Elena ama il calcio e ama una donna… due amori che le richiedono coraggio, forza, e determinazione per resistere a chi giudica, disprezza, sminuisce, deride …
Anche per questo ha deciso di andare in Spagna, lo dice chiramente nella sua intervista rilasciata a Sara Meini di «Dribbling», il programma sportivo di Rai2, nella quale decide di dire la sua e mostrarsi senza veli:
…A Madrid non ho nessun problema, anzi.
In Italia invece sono io la prima ad aver paura di affrontare l’argomento perché non so la gente come potrebbe reagire. Ho paura del giudizio della gente
Rimarca l’arretratezza culturale italiana che non solo si riversa nell’incapacità di dare alle calciatrici lo status di professioniste ma anche soprattutto colmo di pregiudizi verso il mondo Lgbt.
E, in un ambiente culturale così intollerante, guai ad accostare il calcio all’omosessualità.
…Ci sono tanti calciatori che si coprono con un’altra relazione, così come qualsiasi altro sportivo per evitare i famosi pregiudizi…
Lei, però, non senza fatica, ha deciso di uscire allo scoperto, di non nascondersi più perchè in fondo, amare una donna e sperare di dedicarle un gol non è un reato… (e non dovrebbe essere inteso come tale)
Sul campo ha dato coraggio a molte giovani donne di non arrendersi e di non piegarsi a chi le discrimina per il solo fatto di voler giocare a calcio.
Fuori dal campo vuole infondere coraggio ai tanti e alle tante (soprattutto nell’ambiente calcio) che faticano-nascondono il proprio orientamento sessuale per paura delle reazioni esterne. E così racconta come è stato il suo coming out.

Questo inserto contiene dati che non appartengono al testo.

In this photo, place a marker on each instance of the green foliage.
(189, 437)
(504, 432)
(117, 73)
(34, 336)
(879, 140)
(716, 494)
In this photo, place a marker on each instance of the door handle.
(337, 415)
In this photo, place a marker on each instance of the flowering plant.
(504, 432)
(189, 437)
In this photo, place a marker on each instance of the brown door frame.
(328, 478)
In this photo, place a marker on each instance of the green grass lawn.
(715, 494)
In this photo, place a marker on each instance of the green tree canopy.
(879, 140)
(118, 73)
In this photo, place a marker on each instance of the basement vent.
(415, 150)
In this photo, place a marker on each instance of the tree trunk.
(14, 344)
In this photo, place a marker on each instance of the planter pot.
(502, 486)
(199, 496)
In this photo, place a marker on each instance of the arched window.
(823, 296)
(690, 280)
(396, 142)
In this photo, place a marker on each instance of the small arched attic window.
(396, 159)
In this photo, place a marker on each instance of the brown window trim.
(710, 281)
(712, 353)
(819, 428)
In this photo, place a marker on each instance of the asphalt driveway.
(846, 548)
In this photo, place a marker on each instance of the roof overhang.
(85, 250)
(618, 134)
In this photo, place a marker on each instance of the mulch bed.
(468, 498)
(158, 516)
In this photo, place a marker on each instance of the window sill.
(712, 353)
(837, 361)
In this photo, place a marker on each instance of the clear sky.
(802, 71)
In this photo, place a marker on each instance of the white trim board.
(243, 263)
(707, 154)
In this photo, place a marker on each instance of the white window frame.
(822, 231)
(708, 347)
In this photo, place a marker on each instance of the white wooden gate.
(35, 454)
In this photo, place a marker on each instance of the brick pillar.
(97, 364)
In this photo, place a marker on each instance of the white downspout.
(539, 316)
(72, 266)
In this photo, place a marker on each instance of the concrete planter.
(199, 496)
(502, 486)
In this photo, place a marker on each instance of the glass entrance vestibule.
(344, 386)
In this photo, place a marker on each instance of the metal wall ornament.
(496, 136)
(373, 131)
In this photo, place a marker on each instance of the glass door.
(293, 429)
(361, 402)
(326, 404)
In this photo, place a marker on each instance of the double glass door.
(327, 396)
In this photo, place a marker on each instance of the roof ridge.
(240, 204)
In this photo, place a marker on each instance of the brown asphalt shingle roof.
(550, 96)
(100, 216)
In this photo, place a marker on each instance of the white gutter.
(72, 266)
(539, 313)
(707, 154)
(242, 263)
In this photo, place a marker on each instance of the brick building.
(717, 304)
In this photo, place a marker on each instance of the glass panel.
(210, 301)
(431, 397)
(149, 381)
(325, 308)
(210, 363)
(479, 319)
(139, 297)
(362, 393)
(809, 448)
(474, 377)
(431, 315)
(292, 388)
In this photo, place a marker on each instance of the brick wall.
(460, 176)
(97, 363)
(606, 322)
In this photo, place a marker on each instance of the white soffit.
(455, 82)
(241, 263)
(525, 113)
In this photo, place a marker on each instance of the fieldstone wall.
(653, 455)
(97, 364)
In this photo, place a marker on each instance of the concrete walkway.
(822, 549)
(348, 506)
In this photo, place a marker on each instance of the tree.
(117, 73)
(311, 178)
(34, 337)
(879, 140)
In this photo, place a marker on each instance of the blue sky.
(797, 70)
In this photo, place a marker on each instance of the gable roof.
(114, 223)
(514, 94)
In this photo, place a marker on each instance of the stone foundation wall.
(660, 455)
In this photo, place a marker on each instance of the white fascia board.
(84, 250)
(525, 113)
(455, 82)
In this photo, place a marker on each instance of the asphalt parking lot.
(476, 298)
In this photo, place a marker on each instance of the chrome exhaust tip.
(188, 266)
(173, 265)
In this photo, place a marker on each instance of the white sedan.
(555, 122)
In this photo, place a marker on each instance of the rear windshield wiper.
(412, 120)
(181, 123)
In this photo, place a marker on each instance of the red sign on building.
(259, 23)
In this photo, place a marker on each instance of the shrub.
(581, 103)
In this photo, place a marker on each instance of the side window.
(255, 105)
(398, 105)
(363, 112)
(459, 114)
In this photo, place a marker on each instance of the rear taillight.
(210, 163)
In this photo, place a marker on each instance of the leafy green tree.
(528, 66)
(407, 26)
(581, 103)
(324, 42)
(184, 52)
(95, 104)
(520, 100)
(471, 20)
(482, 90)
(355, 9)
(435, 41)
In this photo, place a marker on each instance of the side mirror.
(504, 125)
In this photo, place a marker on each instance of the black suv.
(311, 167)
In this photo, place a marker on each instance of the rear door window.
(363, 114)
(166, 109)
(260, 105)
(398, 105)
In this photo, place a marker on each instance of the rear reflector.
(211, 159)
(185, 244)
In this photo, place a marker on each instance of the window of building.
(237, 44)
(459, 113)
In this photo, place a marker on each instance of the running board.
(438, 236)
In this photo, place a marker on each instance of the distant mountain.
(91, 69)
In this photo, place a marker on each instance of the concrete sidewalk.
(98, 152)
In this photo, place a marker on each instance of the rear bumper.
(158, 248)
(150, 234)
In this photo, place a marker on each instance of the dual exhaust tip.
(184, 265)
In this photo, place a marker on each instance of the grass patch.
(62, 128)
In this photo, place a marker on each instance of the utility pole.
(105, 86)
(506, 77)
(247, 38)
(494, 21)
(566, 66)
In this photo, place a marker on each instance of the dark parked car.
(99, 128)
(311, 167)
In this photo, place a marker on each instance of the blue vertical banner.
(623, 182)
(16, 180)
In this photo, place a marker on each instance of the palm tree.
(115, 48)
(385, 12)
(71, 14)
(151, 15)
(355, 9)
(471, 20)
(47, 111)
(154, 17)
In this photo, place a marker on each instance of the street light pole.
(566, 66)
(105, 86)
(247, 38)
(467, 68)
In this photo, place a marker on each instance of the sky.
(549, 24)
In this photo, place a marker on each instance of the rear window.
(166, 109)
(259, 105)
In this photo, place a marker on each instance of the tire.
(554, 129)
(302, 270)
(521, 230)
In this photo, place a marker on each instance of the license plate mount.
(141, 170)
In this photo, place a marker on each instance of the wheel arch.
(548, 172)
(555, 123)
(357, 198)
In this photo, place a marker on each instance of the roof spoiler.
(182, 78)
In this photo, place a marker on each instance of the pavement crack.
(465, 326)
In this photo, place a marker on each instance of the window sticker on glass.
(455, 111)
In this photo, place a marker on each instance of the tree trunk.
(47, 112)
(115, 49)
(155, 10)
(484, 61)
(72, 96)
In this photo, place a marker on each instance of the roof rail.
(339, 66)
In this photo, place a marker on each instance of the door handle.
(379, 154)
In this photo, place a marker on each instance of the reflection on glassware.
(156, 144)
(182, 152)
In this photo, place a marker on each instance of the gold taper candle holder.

È stato toccante quello che mi ha detto mia nonna quando lo ha saputo. Era contenta e piangendo mi ha detto:
«Elena, ho tanta paura per te, perché non siete tutelate».
Io ho pianto, ma di gioia, perché a pronunciare queste parole è stata una nonna, una persona di 80 anni…
Purtroppo, la nonna di Elena, nonostante l’età, è consapevole che in Italia siamo ancora indietro.
Già, perchè, secondo un’indagine dell’International Lesbian and Gay Association (ILGA), è “il Paese più omofobo dell’Europa occidentale”.
Ben il 92% delle persone LGBT nel nostro Paese viene infatti discriminata a causa del proprio orientamento sessuale e si registrano quotidianamente episodi di disprezzo e intolleranza nei confronti di omosessuali e transessuali.
Elena ha deciso di combattere l’ipocrisia e l’ignoranza e dimostrare che il calcio e soprattutto l’amore non hanno sesso, hanno entrambi semplicemente bisogno di cuore, valori e tolleranza.